Today, Braddon represents small business owners in the 27th Congressional District as he tells the story of Commodore before the House Small Business Committee.
Collins is a member of the committee that is hearing from business owners in celebration of the 50th annual National Small Business Week.
“I think it will be an interesting experience to go to Washington, and a little bit exciting,” Braddon said Tuesday.
He planned to leave earlier today, driving to the Capitol with family members including his parents, George and Kitty Braddon.
George founded the manufacturing business in 1981. Commodore makes foam meat trays for supermarkets and food processors; Commodore Plastics employs 150 people and services about 4 percent of the U.S. market for meat trays. Commodore Technology makes all the equipment Commodore Plastics uses and also sells this technology to vendors around the globe. Commodore Technology employs about 30 people.
Last month, Commodore announced plans to open a third location in Ontario County, in the former site of Stone Construction Equipment Inc. in Honeoye.
The purpose of the hearing, called Made in the USA: Stories of American Manufacturers, is to highlight the reemergence and accomplishments of small American manufacturers. Collins invited Brad to testify on behalf of manufacturers in the 27th Congressional District.

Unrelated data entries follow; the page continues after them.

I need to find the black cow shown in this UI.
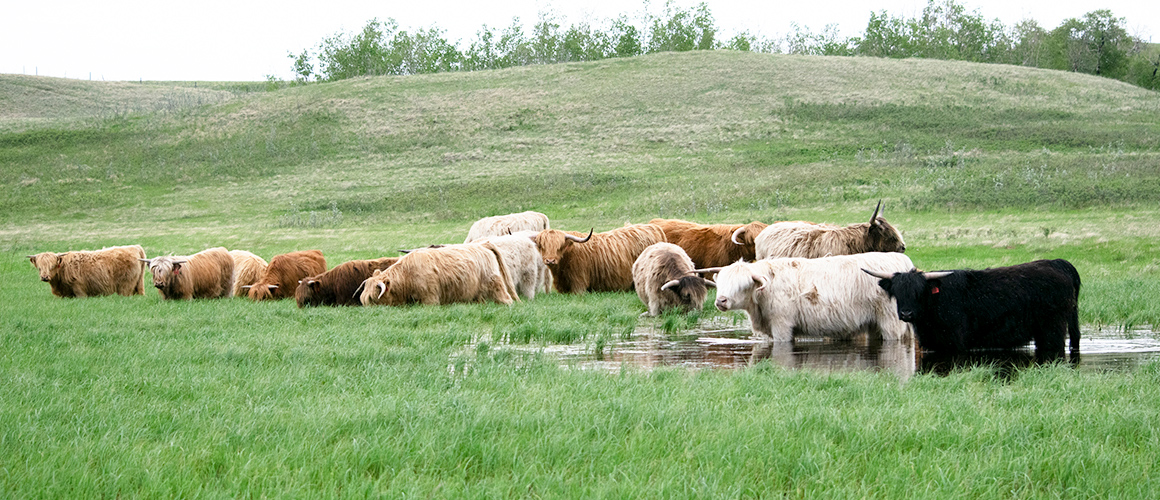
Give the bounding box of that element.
[296,257,399,307]
[862,259,1081,359]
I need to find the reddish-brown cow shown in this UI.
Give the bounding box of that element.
[297,257,399,307]
[531,223,665,294]
[245,250,327,301]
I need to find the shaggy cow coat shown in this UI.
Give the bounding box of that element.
[754,208,905,260]
[632,242,716,316]
[476,231,550,299]
[359,242,519,306]
[866,259,1081,358]
[532,223,666,294]
[29,245,147,297]
[713,252,916,342]
[296,257,399,307]
[229,250,268,298]
[144,247,235,300]
[246,250,327,301]
[650,218,767,268]
[465,211,550,243]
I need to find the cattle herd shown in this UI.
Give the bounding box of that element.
[26,204,1082,359]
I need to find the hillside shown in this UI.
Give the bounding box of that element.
[2,51,1159,253]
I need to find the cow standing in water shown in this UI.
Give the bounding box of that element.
[863,259,1081,359]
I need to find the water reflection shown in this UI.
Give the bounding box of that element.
[549,324,1160,376]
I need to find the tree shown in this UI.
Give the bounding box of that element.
[646,1,716,53]
[1046,10,1129,77]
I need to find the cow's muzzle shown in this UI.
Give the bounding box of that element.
[41,277,50,282]
[715,297,729,311]
[898,311,916,322]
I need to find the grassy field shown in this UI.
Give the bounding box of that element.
[2,51,1160,497]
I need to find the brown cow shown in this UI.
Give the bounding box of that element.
[28,245,147,297]
[650,218,768,268]
[531,223,665,294]
[229,250,268,298]
[141,247,234,300]
[632,242,716,316]
[297,257,399,307]
[359,242,519,306]
[755,201,905,259]
[244,250,327,301]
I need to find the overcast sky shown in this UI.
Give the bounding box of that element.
[3,0,1156,82]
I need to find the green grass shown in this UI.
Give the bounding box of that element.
[3,51,1160,497]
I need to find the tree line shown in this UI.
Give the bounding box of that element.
[286,0,1159,90]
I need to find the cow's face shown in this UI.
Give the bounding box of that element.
[871,271,931,322]
[146,257,180,288]
[247,284,278,301]
[663,276,714,313]
[713,263,765,312]
[532,230,572,267]
[359,274,395,306]
[867,217,906,253]
[29,252,62,282]
[296,278,322,307]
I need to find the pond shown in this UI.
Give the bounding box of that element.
[484,320,1160,377]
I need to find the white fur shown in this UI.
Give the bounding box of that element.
[714,252,915,342]
[476,231,549,299]
[464,211,550,243]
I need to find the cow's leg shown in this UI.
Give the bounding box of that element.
[1034,318,1067,361]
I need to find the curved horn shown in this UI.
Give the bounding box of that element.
[861,268,894,280]
[565,228,594,243]
[692,267,724,275]
[870,199,882,223]
[660,279,681,292]
[138,258,152,264]
[731,227,745,245]
[922,271,953,280]
[376,282,386,300]
[172,259,188,265]
[241,285,253,289]
[352,281,366,299]
[397,249,412,255]
[267,285,278,290]
[703,279,717,288]
[755,275,771,291]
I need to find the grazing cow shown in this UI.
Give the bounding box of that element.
[650,218,768,268]
[711,252,916,342]
[465,211,550,243]
[245,250,327,301]
[476,231,550,299]
[755,201,905,259]
[632,242,716,316]
[229,250,268,298]
[359,242,519,306]
[28,245,147,298]
[297,257,399,307]
[532,223,666,294]
[141,247,234,300]
[863,259,1081,358]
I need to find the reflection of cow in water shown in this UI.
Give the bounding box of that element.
[747,337,917,379]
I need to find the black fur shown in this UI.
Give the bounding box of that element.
[872,259,1081,358]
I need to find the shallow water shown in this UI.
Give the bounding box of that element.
[506,323,1160,377]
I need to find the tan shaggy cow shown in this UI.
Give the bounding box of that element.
[650,218,768,268]
[531,223,666,294]
[297,256,399,307]
[142,247,234,300]
[244,250,327,301]
[464,211,550,243]
[28,245,147,297]
[632,242,717,316]
[228,250,268,298]
[754,201,905,260]
[359,242,519,306]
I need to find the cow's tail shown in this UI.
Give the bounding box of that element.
[1052,259,1082,355]
[483,242,521,303]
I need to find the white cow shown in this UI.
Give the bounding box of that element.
[711,252,915,342]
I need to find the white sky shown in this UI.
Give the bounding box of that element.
[3,0,1156,82]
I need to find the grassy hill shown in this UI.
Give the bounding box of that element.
[3,51,1160,498]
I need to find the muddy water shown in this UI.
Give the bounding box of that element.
[535,324,1160,377]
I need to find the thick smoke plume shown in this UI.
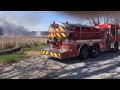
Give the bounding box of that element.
[0,20,36,36]
[0,11,42,36]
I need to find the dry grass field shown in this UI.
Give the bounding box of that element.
[0,36,47,50]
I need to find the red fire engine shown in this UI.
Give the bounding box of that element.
[41,21,120,60]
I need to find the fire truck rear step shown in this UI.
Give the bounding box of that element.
[41,47,69,58]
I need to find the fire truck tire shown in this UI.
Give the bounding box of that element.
[79,45,89,60]
[90,44,100,58]
[111,42,118,52]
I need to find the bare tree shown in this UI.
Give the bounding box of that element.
[61,11,120,25]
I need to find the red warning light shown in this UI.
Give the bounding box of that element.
[66,21,68,24]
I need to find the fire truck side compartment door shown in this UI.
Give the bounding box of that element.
[69,44,78,57]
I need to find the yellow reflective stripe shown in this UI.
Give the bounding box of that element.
[40,50,49,55]
[51,34,53,37]
[61,33,66,37]
[48,34,50,37]
[49,34,52,37]
[49,34,51,37]
[58,54,60,57]
[49,52,61,58]
[54,53,58,57]
[51,28,54,32]
[50,27,52,32]
[56,33,61,38]
[54,34,57,37]
[56,28,59,31]
[45,51,49,55]
[50,52,54,57]
[59,27,64,31]
[42,51,45,54]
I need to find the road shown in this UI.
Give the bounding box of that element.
[0,50,120,79]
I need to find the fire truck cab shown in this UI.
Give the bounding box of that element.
[41,21,120,60]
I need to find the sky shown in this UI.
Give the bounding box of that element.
[0,11,86,32]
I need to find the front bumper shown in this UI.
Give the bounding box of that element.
[40,47,69,59]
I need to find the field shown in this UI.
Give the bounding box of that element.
[0,36,47,50]
[0,36,47,64]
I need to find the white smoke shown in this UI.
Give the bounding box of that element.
[0,11,42,31]
[0,11,43,36]
[0,20,34,36]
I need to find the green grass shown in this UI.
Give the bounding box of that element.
[0,45,47,64]
[0,48,4,51]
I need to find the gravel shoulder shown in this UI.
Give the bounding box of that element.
[0,50,120,79]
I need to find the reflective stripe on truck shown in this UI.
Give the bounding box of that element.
[40,50,61,58]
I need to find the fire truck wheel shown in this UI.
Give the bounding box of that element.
[79,45,89,60]
[111,42,118,52]
[90,45,100,58]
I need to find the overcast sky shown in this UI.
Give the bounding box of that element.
[0,11,86,32]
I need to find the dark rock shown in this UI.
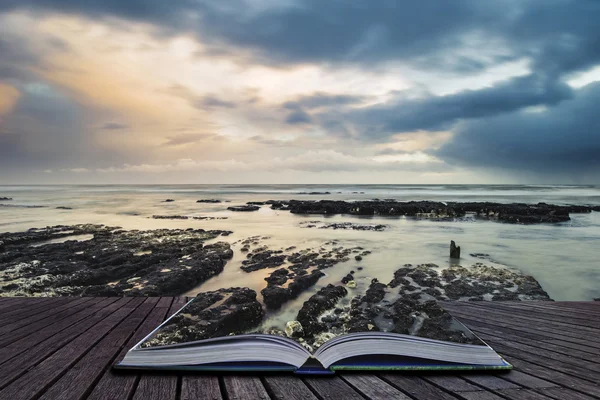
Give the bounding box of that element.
[163,199,175,202]
[241,248,287,272]
[297,284,348,336]
[196,199,222,203]
[450,240,461,259]
[364,280,387,303]
[0,197,12,201]
[261,286,292,310]
[296,192,331,195]
[355,255,363,261]
[357,266,363,271]
[0,225,233,296]
[227,205,260,212]
[279,199,594,224]
[140,287,264,346]
[261,270,326,310]
[246,201,266,205]
[264,268,290,286]
[341,273,354,284]
[56,206,73,210]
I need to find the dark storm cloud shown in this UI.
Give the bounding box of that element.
[2,0,600,179]
[348,74,574,138]
[435,81,600,176]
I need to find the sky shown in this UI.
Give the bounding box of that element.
[0,0,599,184]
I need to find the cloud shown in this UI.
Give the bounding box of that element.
[163,133,221,146]
[345,74,573,139]
[435,81,600,178]
[101,122,129,130]
[285,108,312,125]
[197,95,237,109]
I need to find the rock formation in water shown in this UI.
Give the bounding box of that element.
[450,240,461,258]
[264,199,599,224]
[227,205,260,212]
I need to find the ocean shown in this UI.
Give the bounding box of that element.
[1,184,599,305]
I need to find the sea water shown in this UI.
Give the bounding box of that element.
[1,184,599,301]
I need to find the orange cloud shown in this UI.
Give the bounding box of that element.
[0,83,20,116]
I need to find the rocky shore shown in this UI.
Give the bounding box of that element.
[275,262,551,350]
[268,199,600,224]
[140,287,264,347]
[0,225,233,296]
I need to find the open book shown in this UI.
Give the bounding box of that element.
[115,287,511,374]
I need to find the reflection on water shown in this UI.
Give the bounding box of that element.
[1,184,599,301]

“America’s small businesses, like Commodore Plastics and Commodore Technology, are the engines of job creation, employing about half of all private sector workers,” stated Collins in a release. Collins added he thinks “it is important members of Congress hear directly from Brad and his business peers about what Washington must do to create the right kind of economic environment for small businesses to grow and hire more people.”